1. Preprocessing: Images are preprocessed to remove background noise and isolate the microvessel network.
2. Graph Extraction: The Disperse algorithm extracts a graph representation from the segmented images.
3. Network Simplification: Includes removing branches shorter than a threshold and smoothing branch trajectories. At this point, we can extract a color-coded visualization of the network.
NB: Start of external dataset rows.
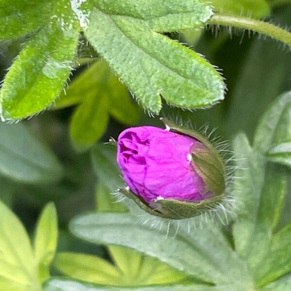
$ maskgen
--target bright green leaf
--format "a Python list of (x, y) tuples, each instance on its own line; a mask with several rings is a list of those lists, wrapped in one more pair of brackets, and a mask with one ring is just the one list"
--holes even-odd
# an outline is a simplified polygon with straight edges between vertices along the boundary
[(0, 39), (18, 37), (43, 25), (49, 19), (51, 2), (44, 0), (1, 0)]
[(259, 18), (268, 16), (270, 4), (266, 0), (210, 0), (215, 11), (224, 14), (247, 16)]
[(49, 266), (54, 257), (57, 238), (57, 212), (54, 204), (49, 203), (38, 219), (34, 238), (35, 259), (41, 281), (49, 276)]
[(26, 44), (7, 74), (0, 91), (3, 120), (40, 112), (63, 88), (71, 69), (80, 30), (67, 4), (62, 1), (56, 4), (55, 17)]
[(99, 144), (92, 150), (92, 161), (97, 177), (112, 193), (123, 185), (116, 157), (116, 147), (111, 145)]
[(55, 181), (62, 166), (52, 151), (23, 124), (0, 123), (0, 173), (33, 183)]
[[(177, 1), (177, 7), (181, 9), (177, 13), (187, 13), (187, 5), (195, 2)], [(85, 33), (95, 49), (146, 109), (158, 114), (162, 108), (161, 95), (171, 104), (187, 108), (204, 107), (224, 98), (225, 87), (222, 77), (206, 60), (153, 31), (155, 17), (160, 19), (159, 16), (165, 14), (171, 19), (175, 16), (168, 15), (166, 9), (160, 15), (159, 10), (156, 13), (155, 7), (147, 16), (141, 5), (141, 11), (144, 10), (146, 15), (141, 16), (138, 3), (132, 1), (128, 3), (132, 7), (128, 12), (132, 14), (131, 17), (114, 15), (123, 6), (125, 8), (126, 3), (110, 6), (108, 1), (98, 1), (96, 5), (99, 9), (92, 12)], [(164, 11), (167, 5), (163, 3), (157, 7)], [(208, 6), (205, 9), (209, 9)], [(146, 20), (143, 17), (152, 18)], [(167, 30), (167, 23), (171, 22), (169, 19), (162, 20), (159, 28), (163, 23)], [(186, 28), (181, 26), (180, 28)]]
[(239, 278), (243, 285), (242, 277), (249, 279), (244, 263), (219, 229), (210, 226), (193, 234), (180, 232), (175, 239), (169, 239), (164, 226), (154, 229), (150, 224), (137, 223), (136, 217), (129, 214), (103, 213), (77, 217), (70, 230), (91, 242), (133, 248), (205, 281), (226, 284)]
[(0, 291), (40, 291), (37, 266), (26, 230), (1, 201), (0, 213)]
[(282, 143), (274, 146), (266, 155), (270, 161), (291, 167), (291, 142)]
[(226, 291), (227, 289), (218, 289), (203, 285), (182, 285), (163, 286), (159, 285), (140, 287), (114, 287), (96, 285), (65, 278), (52, 278), (44, 286), (44, 291)]
[(107, 128), (108, 99), (104, 95), (87, 96), (72, 117), (70, 133), (75, 147), (87, 149), (100, 139)]
[(75, 279), (112, 285), (122, 281), (122, 273), (117, 268), (91, 255), (61, 253), (57, 255), (54, 265), (62, 273)]

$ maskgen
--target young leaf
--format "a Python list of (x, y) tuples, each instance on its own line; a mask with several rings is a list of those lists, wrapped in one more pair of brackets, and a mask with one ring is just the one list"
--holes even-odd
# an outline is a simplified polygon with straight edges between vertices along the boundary
[(75, 147), (87, 149), (104, 133), (109, 116), (108, 99), (104, 95), (87, 96), (74, 113), (70, 124), (70, 134)]
[(274, 146), (267, 152), (266, 156), (270, 161), (291, 167), (291, 142)]
[(23, 124), (0, 123), (0, 173), (21, 182), (58, 180), (63, 169), (53, 153)]
[(244, 273), (245, 266), (214, 227), (196, 229), (193, 235), (178, 233), (175, 239), (169, 240), (166, 237), (166, 226), (153, 229), (150, 224), (137, 224), (136, 218), (129, 214), (110, 213), (77, 217), (70, 227), (82, 239), (133, 248), (206, 281), (226, 284), (242, 275), (243, 280), (249, 279)]
[(62, 273), (75, 279), (110, 285), (122, 285), (122, 273), (105, 259), (95, 256), (75, 253), (60, 253), (54, 265)]
[(64, 86), (80, 30), (70, 6), (64, 4), (60, 1), (54, 6), (55, 17), (26, 44), (7, 74), (0, 91), (2, 120), (39, 112), (55, 100)]
[[(48, 20), (51, 0), (1, 0), (0, 2), (0, 39), (21, 36)], [(40, 16), (41, 17), (40, 17)]]
[(0, 291), (41, 291), (34, 256), (26, 231), (1, 201), (0, 213)]
[[(176, 17), (193, 26), (185, 16), (189, 9), (195, 27), (207, 19), (206, 14), (210, 17), (212, 14), (208, 6), (200, 3), (205, 13), (199, 22), (194, 9), (198, 1), (174, 2), (168, 5), (151, 1), (145, 7), (136, 1), (121, 1), (114, 6), (108, 1), (98, 1), (85, 32), (112, 69), (142, 105), (155, 114), (162, 108), (161, 95), (171, 104), (187, 108), (210, 106), (224, 98), (222, 77), (207, 61), (156, 32), (186, 28), (183, 21), (176, 22)], [(131, 17), (124, 16), (125, 13)], [(174, 22), (175, 27), (172, 26)]]
[(66, 278), (52, 278), (43, 288), (44, 291), (227, 291), (228, 287), (220, 289), (202, 284), (175, 284), (123, 288), (94, 285)]
[(58, 237), (57, 212), (53, 203), (47, 205), (38, 219), (34, 238), (34, 252), (41, 281), (49, 276)]

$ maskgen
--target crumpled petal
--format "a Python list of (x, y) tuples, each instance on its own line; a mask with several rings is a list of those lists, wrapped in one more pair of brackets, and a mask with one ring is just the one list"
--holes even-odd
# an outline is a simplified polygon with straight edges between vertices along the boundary
[(136, 194), (149, 203), (158, 196), (200, 200), (210, 195), (192, 165), (197, 140), (160, 128), (127, 129), (118, 137), (117, 162), (124, 178)]

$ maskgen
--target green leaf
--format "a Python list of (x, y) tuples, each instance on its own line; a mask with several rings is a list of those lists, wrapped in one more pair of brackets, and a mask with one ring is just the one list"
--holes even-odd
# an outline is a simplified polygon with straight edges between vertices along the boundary
[[(108, 113), (125, 124), (137, 122), (139, 113), (126, 88), (109, 69), (106, 62), (98, 60), (82, 72), (61, 94), (55, 108), (86, 102), (87, 99), (106, 97)], [(86, 112), (82, 113), (86, 114)]]
[(97, 183), (96, 190), (97, 209), (99, 212), (124, 212), (126, 208), (121, 202), (115, 201), (102, 182)]
[(26, 230), (1, 201), (0, 213), (0, 291), (40, 291), (37, 266)]
[(93, 166), (97, 178), (110, 192), (124, 184), (116, 160), (116, 149), (112, 145), (98, 144), (93, 149)]
[(291, 92), (279, 96), (269, 106), (256, 131), (254, 147), (266, 153), (278, 143), (291, 139)]
[(266, 165), (264, 156), (250, 147), (244, 134), (236, 137), (234, 147), (239, 167), (235, 175), (241, 178), (234, 194), (242, 202), (233, 229), (235, 248), (256, 273), (268, 256), (272, 233), (281, 214), (286, 172), (275, 164)]
[(266, 0), (210, 0), (215, 11), (224, 14), (236, 15), (259, 18), (268, 16), (270, 4)]
[(70, 5), (61, 1), (54, 6), (55, 17), (26, 44), (5, 77), (0, 91), (2, 120), (41, 111), (55, 100), (68, 78), (80, 24)]
[[(215, 69), (194, 51), (156, 32), (186, 28), (183, 21), (172, 27), (176, 17), (193, 24), (185, 15), (199, 2), (154, 3), (146, 7), (143, 3), (140, 7), (141, 3), (132, 0), (114, 1), (114, 5), (97, 2), (98, 9), (91, 14), (87, 37), (138, 100), (155, 114), (162, 108), (161, 96), (173, 105), (187, 108), (204, 107), (222, 100), (225, 87)], [(210, 17), (209, 7), (200, 5)], [(192, 14), (198, 26), (207, 18), (204, 13), (198, 23), (197, 16)]]
[(60, 253), (54, 265), (63, 274), (91, 283), (111, 285), (122, 282), (122, 273), (105, 259), (95, 256), (76, 253)]
[(268, 256), (258, 273), (260, 286), (275, 281), (291, 271), (291, 225), (275, 234)]
[(51, 4), (44, 0), (1, 0), (0, 39), (18, 37), (43, 25), (49, 19)]
[(23, 124), (0, 123), (0, 173), (27, 183), (59, 179), (62, 166), (53, 153)]
[(169, 239), (166, 226), (162, 226), (154, 229), (150, 224), (137, 224), (129, 214), (110, 213), (83, 215), (70, 226), (71, 231), (83, 240), (133, 248), (206, 281), (226, 284), (241, 279), (243, 285), (249, 279), (246, 266), (218, 229), (180, 232), (175, 239)]
[[(44, 291), (218, 291), (214, 287), (204, 285), (176, 284), (149, 287), (114, 287), (96, 285), (66, 278), (52, 278), (44, 286)], [(220, 290), (222, 291), (222, 289)], [(224, 289), (226, 291), (227, 289)]]
[(38, 219), (34, 238), (35, 259), (41, 281), (49, 277), (49, 266), (54, 257), (57, 239), (57, 212), (53, 203), (49, 203)]
[(127, 90), (99, 61), (85, 70), (61, 95), (56, 108), (81, 103), (74, 112), (70, 125), (75, 147), (83, 150), (92, 146), (104, 133), (109, 114), (126, 124), (139, 118), (137, 108), (129, 99)]
[(291, 167), (291, 142), (278, 144), (266, 153), (270, 161)]
[(109, 120), (108, 106), (107, 96), (87, 96), (77, 109), (70, 124), (70, 134), (77, 149), (87, 149), (104, 133)]
[(291, 289), (291, 275), (282, 277), (262, 288), (262, 291), (289, 291)]

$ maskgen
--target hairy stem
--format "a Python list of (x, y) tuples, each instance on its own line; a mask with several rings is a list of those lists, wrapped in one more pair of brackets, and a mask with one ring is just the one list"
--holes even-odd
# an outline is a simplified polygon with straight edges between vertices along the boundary
[(272, 37), (291, 47), (291, 33), (268, 22), (239, 16), (214, 14), (207, 24), (251, 30)]
[(272, 0), (270, 2), (270, 4), (272, 7), (276, 7), (290, 3), (291, 3), (291, 0)]

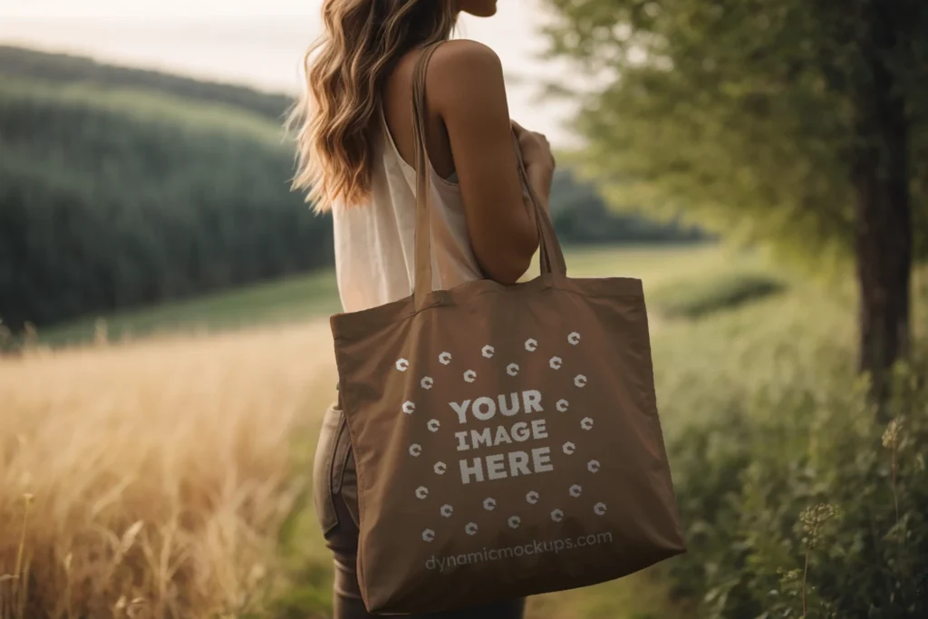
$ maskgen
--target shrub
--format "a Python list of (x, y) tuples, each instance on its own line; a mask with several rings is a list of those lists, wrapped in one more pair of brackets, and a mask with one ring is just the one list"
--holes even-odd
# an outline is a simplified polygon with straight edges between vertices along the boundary
[(885, 426), (832, 361), (671, 444), (690, 553), (667, 569), (701, 616), (928, 616), (926, 365), (898, 368)]

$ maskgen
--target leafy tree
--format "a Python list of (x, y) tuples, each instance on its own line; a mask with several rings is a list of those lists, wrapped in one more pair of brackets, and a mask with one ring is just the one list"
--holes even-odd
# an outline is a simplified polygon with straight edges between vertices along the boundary
[(854, 257), (859, 368), (884, 393), (928, 254), (924, 0), (547, 0), (610, 201), (815, 261)]

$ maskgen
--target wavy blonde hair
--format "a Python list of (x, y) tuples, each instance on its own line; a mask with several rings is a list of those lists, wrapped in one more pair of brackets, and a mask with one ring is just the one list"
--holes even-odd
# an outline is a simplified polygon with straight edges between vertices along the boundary
[(410, 49), (449, 38), (457, 16), (457, 0), (325, 0), (325, 32), (303, 58), (306, 88), (287, 122), (296, 131), (293, 187), (317, 213), (368, 198), (384, 82)]

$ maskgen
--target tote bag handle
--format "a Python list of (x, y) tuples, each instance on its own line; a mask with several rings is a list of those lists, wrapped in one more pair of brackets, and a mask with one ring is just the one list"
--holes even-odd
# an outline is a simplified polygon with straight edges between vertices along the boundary
[[(430, 168), (427, 159), (429, 155), (425, 144), (425, 78), (432, 55), (440, 45), (441, 43), (432, 44), (419, 54), (412, 78), (413, 133), (416, 141), (416, 281), (413, 294), (417, 310), (421, 310), (428, 305), (429, 296), (432, 292), (432, 227), (429, 210), (431, 189)], [(535, 224), (538, 226), (541, 275), (543, 277), (551, 274), (566, 276), (567, 265), (564, 262), (564, 254), (561, 250), (561, 244), (558, 242), (554, 225), (551, 224), (548, 212), (542, 208), (541, 201), (528, 182), (525, 162), (522, 161), (522, 151), (514, 133), (512, 141), (519, 162), (519, 175), (522, 185), (528, 191), (535, 211)]]

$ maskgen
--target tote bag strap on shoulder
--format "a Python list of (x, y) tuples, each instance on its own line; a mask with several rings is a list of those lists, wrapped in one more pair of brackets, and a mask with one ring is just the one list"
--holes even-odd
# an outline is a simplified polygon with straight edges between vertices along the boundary
[[(440, 45), (441, 43), (432, 44), (422, 50), (416, 62), (412, 77), (412, 121), (416, 142), (416, 280), (413, 290), (416, 311), (419, 311), (429, 304), (429, 297), (432, 293), (432, 228), (428, 203), (431, 188), (427, 160), (429, 155), (425, 141), (427, 122), (425, 90), (429, 61)], [(522, 151), (514, 134), (512, 139), (522, 184), (531, 197), (535, 219), (538, 226), (541, 275), (542, 277), (551, 275), (564, 277), (567, 274), (567, 266), (554, 226), (551, 224), (548, 212), (541, 206), (541, 200), (538, 200), (528, 182), (525, 162), (522, 161)]]

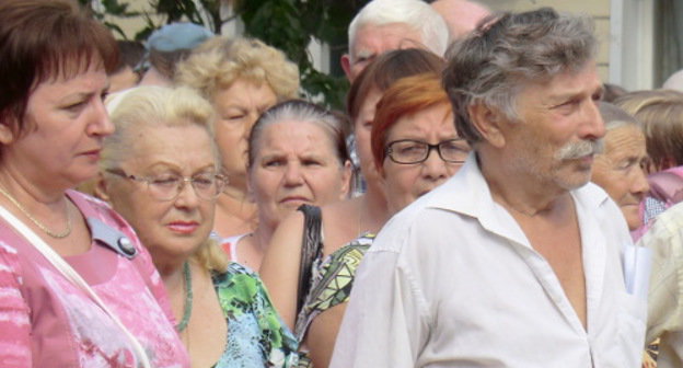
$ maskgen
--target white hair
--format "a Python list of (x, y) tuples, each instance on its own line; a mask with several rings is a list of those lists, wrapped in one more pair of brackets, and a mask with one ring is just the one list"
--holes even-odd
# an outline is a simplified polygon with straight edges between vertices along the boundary
[(443, 18), (421, 0), (372, 0), (356, 14), (348, 28), (349, 54), (354, 55), (356, 33), (363, 25), (403, 23), (418, 31), (421, 43), (437, 55), (445, 54), (449, 28)]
4. Persistence Homology: Utilizes persistent homology to characterize the branching structure of the microvessels, resulting in a persistence barcode. The basic metrics we extract are the average branch length and number of branches.

**Notes**:
- Like the cell area script, the microvessel analysis script assumes that the brightest regions of your images are the cells. If this isn't the case, consider including a preprocessing step to make them this way.
- The script requires a trained model. See notebooks/microvessels_segmentation_training. Recommended: Try using the pretrained model first. If the pretrained model does not work well, use an interactive segmentation tool to annotate 50 or so of your images and train a new model.